Hi I just had the awful news that my mum sister is in hospital but there nothing they can do and she has been put on palliative care for whatever time she has left. This is just after I lost my mum in June and her funeral was only last week and her sister was there. I’m still grieving for my mum and trying to move on but this news has just hit me like freight train ,I feel like I’m back at the beginning with mum’s passing and not sure how to cope with another loss so soon after mum’s. I feel so sorry for my cousin he has already lost his dad and younger brother and I know what he is going to have to deal with because I’ve only just been there. He has a partner who I know will help him with the loss. We just have to be there for each other again x
I’m so sorry to read about the news of your mums sister. Thank you for sharing this with us. I’m just giving your thread a gentle, “bump” for you - hopefully someone will have some thoughts to share.
Take good care,
Ive been in your position with family very close together on passing ,you will feel devastated and must be finding it so difficult to process , take comfort from others and be gentle with yourself, your thoughts will be all over ,my daughter said to me its okay to not be okay , thinking of you at this sad time.
Hi Raffy thank your for your kind words. Yes it is difficult at the moment dealing with it all . And my emotions are all over the place but all I can do is be there for my cousin like he was there for me, wise words from your daughter thank you again.

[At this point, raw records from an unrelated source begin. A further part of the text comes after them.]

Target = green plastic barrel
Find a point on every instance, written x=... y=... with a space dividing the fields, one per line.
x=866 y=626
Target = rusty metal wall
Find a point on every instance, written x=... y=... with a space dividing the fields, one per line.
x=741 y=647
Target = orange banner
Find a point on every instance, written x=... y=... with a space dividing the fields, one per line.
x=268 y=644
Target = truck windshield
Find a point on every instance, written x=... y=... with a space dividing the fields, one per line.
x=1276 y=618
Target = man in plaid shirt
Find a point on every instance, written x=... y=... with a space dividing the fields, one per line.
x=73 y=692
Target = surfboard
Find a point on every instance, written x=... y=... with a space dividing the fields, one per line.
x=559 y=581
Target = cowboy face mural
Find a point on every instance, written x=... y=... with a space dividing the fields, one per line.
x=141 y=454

I am so sorry to hear the devastating news about your aunt and loosing your mum. I can only try and imagine how you feel. I lost my mum in February, and sadly we have lost around 10 family members in the past 2.5 years. It has been so difficult as you do not have chance to process each loss. Loosing my mum was devastating for me, sadly 2 of the passings were her 2 remaining sisters.
Please try to take care of yourself with self care. I have also found writing in the Sue Ryder journal has helped me to write my feelings down. xx
Thank you for your kind words. Yes mum loss sadly still affects me most days and then the news of her sister doesn’t help. But sadly that how it seems to be when one goes the other’s are not far behind. That a good idea to write your feeling down maybe I will try that you take care x
It is my pleasure. I hope writing things down helps
I can only imagine how you feel. It is so hard when there are cumulative losses.